J&J bags $150M option on Genmab's Darzalex successor 

Genmab’s HexaBody platform seeks to boost efficacy by inducing the formation of antibody clusters. (Genmab)

Genmab and Johnson & Johnson have teamed up to develop a successor to their multiple myeloma blockbuster Darzalex. The deal gives J&J the option to license the asset after clinical proof of concept for $150 million (€132 million) plus milestones and royalties. 

Anti-CD38 antibody Darzalex is one of the most successful new drugs of recent years, racking up $2 billion in sales last year. Genmab expects sales to hit $3 billion this year, and analysts at Jefferies think $10 billion is achievable in the long term. The sales targets reflect the potential for Darzalex to treat patients across the multiple myeloma pathway, particularly when a subcutaneous version is available. 

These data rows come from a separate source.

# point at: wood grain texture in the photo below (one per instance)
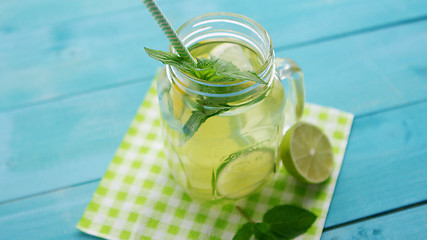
(64, 54)
(73, 73)
(406, 224)
(57, 136)
(50, 216)
(385, 165)
(65, 142)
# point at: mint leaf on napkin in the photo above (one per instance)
(280, 222)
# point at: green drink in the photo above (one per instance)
(222, 137)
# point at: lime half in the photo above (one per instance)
(243, 173)
(307, 153)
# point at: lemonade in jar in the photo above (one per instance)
(222, 133)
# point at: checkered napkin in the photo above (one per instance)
(138, 199)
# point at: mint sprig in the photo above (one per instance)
(212, 70)
(280, 222)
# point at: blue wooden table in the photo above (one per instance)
(73, 73)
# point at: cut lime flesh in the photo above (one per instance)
(307, 153)
(245, 173)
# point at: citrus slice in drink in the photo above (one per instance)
(243, 173)
(307, 153)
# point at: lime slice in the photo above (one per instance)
(243, 173)
(307, 153)
(233, 53)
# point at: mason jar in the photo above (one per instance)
(222, 138)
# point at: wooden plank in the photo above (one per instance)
(50, 216)
(383, 169)
(407, 224)
(90, 53)
(29, 14)
(366, 72)
(54, 216)
(384, 166)
(72, 140)
(65, 142)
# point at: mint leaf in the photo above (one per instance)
(245, 232)
(214, 70)
(280, 222)
(288, 221)
(262, 231)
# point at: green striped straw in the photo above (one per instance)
(168, 30)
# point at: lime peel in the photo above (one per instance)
(307, 153)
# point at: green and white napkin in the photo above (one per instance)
(138, 199)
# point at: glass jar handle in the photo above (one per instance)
(289, 70)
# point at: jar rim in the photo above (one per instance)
(264, 70)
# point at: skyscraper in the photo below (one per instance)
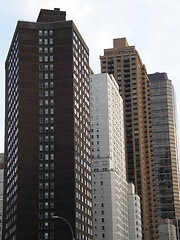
(123, 61)
(164, 135)
(47, 132)
(110, 214)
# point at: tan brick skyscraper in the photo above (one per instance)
(123, 61)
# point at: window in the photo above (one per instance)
(46, 76)
(40, 32)
(52, 93)
(40, 50)
(46, 67)
(51, 84)
(51, 75)
(46, 236)
(41, 93)
(40, 120)
(52, 120)
(51, 58)
(40, 67)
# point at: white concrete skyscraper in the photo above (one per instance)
(110, 217)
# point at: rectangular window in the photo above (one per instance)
(40, 32)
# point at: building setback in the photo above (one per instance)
(164, 135)
(123, 61)
(47, 132)
(110, 214)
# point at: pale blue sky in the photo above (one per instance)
(153, 26)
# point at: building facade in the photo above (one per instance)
(110, 214)
(47, 132)
(123, 61)
(1, 190)
(164, 133)
(134, 214)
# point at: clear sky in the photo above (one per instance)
(153, 26)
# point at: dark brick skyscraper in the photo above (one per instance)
(47, 132)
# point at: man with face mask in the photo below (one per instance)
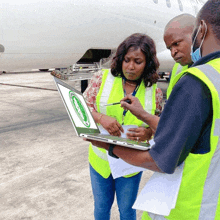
(191, 120)
(177, 37)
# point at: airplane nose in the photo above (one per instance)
(2, 48)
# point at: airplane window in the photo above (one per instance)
(180, 5)
(168, 3)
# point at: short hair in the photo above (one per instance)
(186, 21)
(210, 13)
(147, 46)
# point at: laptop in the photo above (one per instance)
(83, 121)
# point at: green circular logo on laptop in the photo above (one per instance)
(79, 109)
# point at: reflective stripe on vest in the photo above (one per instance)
(213, 177)
(106, 93)
(201, 176)
(176, 70)
(111, 90)
(156, 217)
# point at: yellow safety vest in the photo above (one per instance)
(199, 194)
(177, 68)
(111, 90)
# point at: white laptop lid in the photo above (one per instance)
(77, 109)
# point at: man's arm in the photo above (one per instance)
(136, 109)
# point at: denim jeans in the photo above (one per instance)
(126, 190)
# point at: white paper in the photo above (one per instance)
(160, 193)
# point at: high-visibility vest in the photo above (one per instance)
(111, 90)
(177, 68)
(199, 193)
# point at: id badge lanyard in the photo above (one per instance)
(133, 94)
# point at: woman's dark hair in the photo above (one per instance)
(147, 46)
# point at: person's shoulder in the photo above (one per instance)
(192, 84)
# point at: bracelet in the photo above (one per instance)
(99, 119)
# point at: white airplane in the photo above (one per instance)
(59, 33)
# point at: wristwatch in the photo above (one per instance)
(110, 151)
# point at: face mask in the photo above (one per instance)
(196, 55)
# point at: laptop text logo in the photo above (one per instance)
(78, 107)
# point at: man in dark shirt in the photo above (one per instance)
(185, 129)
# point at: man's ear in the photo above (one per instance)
(203, 29)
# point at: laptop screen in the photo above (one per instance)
(77, 108)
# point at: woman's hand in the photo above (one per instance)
(111, 125)
(140, 134)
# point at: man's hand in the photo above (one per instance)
(98, 143)
(111, 125)
(140, 134)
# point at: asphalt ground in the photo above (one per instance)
(44, 172)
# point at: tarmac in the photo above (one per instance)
(44, 172)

Genmab and J&J are already looking beyond Darzalex, though. Researchers at Genmab have created a CD38 monoclonal antibody that uses HexaBody, a technology designed to dial up the cancer-killing power of therapeutics.

Now, J&J has secured an option on the asset. Genmab will fund research and development up to the end of clinical proof-of-concept studies. At that point, J&J will have the option to pay $150 million upfront for a worldwide license for the asset. The agreement features $125 million in development milestones, plus 20% royalties through to 2031 and a tiered, 13% to 20% rate thereafter.

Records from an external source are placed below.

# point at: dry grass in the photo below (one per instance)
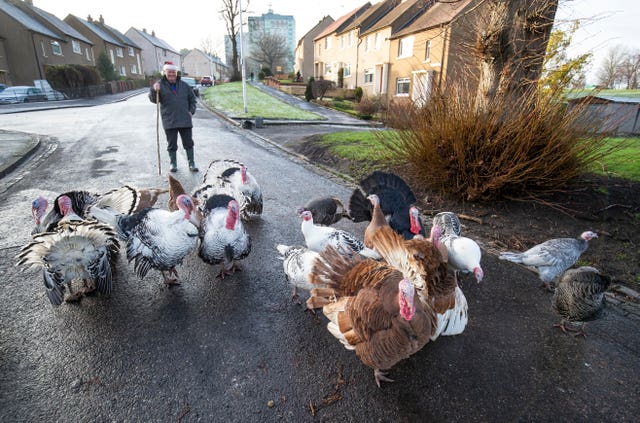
(513, 149)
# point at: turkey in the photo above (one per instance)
(297, 262)
(551, 258)
(318, 238)
(371, 309)
(423, 262)
(448, 222)
(325, 210)
(76, 252)
(396, 202)
(126, 199)
(156, 238)
(223, 239)
(464, 255)
(232, 178)
(579, 297)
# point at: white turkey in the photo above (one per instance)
(448, 222)
(325, 210)
(551, 258)
(126, 199)
(318, 238)
(371, 309)
(76, 257)
(396, 201)
(156, 238)
(223, 239)
(297, 262)
(579, 297)
(231, 177)
(464, 255)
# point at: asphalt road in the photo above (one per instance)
(238, 349)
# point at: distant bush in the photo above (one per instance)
(359, 93)
(514, 148)
(308, 92)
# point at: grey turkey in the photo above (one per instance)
(231, 177)
(297, 262)
(126, 199)
(579, 297)
(223, 239)
(156, 238)
(77, 256)
(448, 222)
(325, 210)
(317, 238)
(396, 201)
(551, 258)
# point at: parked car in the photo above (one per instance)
(55, 95)
(192, 83)
(21, 94)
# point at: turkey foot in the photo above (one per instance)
(379, 375)
(170, 277)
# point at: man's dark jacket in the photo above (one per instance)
(176, 108)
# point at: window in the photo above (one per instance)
(427, 52)
(368, 76)
(55, 48)
(75, 45)
(405, 47)
(327, 68)
(402, 87)
(346, 69)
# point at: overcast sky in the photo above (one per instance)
(186, 24)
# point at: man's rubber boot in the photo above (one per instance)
(192, 164)
(174, 161)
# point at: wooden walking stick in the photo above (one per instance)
(158, 130)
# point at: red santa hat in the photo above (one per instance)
(169, 66)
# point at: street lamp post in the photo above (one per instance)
(244, 83)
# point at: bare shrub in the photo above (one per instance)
(515, 148)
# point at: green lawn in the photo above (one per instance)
(624, 162)
(228, 99)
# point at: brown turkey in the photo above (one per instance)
(371, 309)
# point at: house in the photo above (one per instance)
(349, 42)
(155, 51)
(125, 55)
(433, 50)
(32, 39)
(326, 45)
(613, 114)
(304, 48)
(197, 63)
(374, 50)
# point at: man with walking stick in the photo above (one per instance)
(177, 105)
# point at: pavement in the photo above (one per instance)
(17, 147)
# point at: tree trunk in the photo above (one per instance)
(511, 44)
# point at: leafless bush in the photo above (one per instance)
(516, 147)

J&J struck the deal on the strength of preclinical data in a panel of multiple myeloma, lymphoma and leukemia models. Genmab thinks the data provide early validation that the HexaBody technology may enable it to improve on Darzalex. 

“Encouraging preclinical data suggest that HexaBody-CD38 could be superior to daratumumab for certain tumor cell types and may expand and extend the promise of CD38-targeted therapies for more patients with multiple myeloma, lymphoma, leukemia and potentially beyond,” Genmab CEO Jan van de Winkel said in a statement.

Genmab’s HexaBody platform seeks to boost efficacy by inducing the formation of clusters of six antibodies following target engagement, thereby enhancing complement-mediated killing. In its IPO filing, Genmab said HexaBody “may provide a useful strategy in product life cycle management.”

The HexaBody-CD38 program is absent from the list of assets referenced in the IPO filing, reflecting its early-stage nature. As such, the multiple myeloma market may have moved on by the time J&J has to exercise its option. Sanofi’s rival CD38 drug isatuximab is closing in on approval, while a clutch of anti-BCMA bispecifics, antibody-drug conjugates and CAR-T therapies are moving down the pipeline.

J&J has structured the deal to allow it to assess how clinical data on the HexaBody compares to the competition before forking over cash. If J&J declines its option to license the asset, Genmab will have restricted rights to develop and commercialize the drug. 

The deal permits Genmab to develop the HexaBody for use in patients who are resistant to Darzalex and in indications other than those targeted by the approved drug.